What are AI Search Engines?
Traditional search engines look for high-ranking keywords in content. Companies tend to use specific keywords to increase their chances of ranking on popular search engines. They add different variations of these keywords and insert them in many sections of the content. These sections include URLs, subheadings, and titles. This further gets the attention of search engines.
In simple language, AI search engines are advanced search platforms. These AI-powered search engines are easy to use. All users have to do is type the question and get quick and concise answers. Such AI-generated answers are personalized, relevant, and easy to understand. Nowadays, users don’t want to wait long to get results for their searches. They want answers quickly.

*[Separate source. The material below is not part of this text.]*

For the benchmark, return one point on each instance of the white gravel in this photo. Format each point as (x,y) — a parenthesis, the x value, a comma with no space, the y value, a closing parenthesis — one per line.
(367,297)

Browsing through multiple links and finding one with the right answer takes time and effort. AI search engines provide us with the answer in a few seconds. However, these answers may not be accurate all the time. We may have to take them with a grain of salt. More time and research may be necessary to get credible information.
How Do AI Search Engines Work?
AI search engines don’t work like traditional search engines. These search engines are the new breed of search tools equipped with artificial intelligence. Using LLMs (large language models), AI search engines understand queries, read content, and provide straight answers. Compared to Google, which just provides a bunch of links, AI does the hard work. The LLM model understands the user’s request and provides a clear answer.
After gathering data from multiple sources, AI search engines compile a detailed list and provide an accurate and to-the-point answer. Note that AI search engines don’t just blindly answer questions. They also consider the user’s problem, intent, and context. Accordingly, the AI search engines generate answers. While generating answers, the AI search engines consider the following aspects.
- User Location
- Conversation History
- Follow-Up Questions
- Search Style
- User Pain-Points
These answers can be a combination of text, images, documents, screenshots, and more.
AI Search SEO Vs. Traditional SEO
Below is a brief summary of how AI search engines differ from traditional SEO.
Traditional SEO
- Keyword-Focused
- Page-Based Rankings
- Optimized for Crawlers
- Backlinks are major SEO signals
- SERP Competition
AI Search SEO
- Increased focus on meaning and clarity
- Answer-Based Rankings
- Optimized to be understood by LLMs
- Citation Competition
- Brand authority is a stronger signal
Why Should Companies Optimize Content for AI Search Engines?
As mentioned in one of the above sections, many users want quick answers when they type queries on AI search engines. Bearing this in mind, AI search engines provide short and direct answers. Even when users type a query on Google, most of the time, the first response that pops up is AI-generated. After the answer ends, users will see a long list of links.
If the content generated by the user/company is not optimized for AI search engines, it won’t get noticed by many users. Nor does it gain their trust. Most importantly, this limits the company’s revenue opportunities. Traditional SEO searches are becoming outdated. Below are the reasons why companies must optimize content for AI search engines.
1. Greater Visibility
Companies should move in the direction of customer search trends. Customers prefer to search for answers on AI. Instead of providing countless links, AI analyzes vast volumes of information and links on the internet. Then, it creates summaries to provide precise information in the form of answer cards.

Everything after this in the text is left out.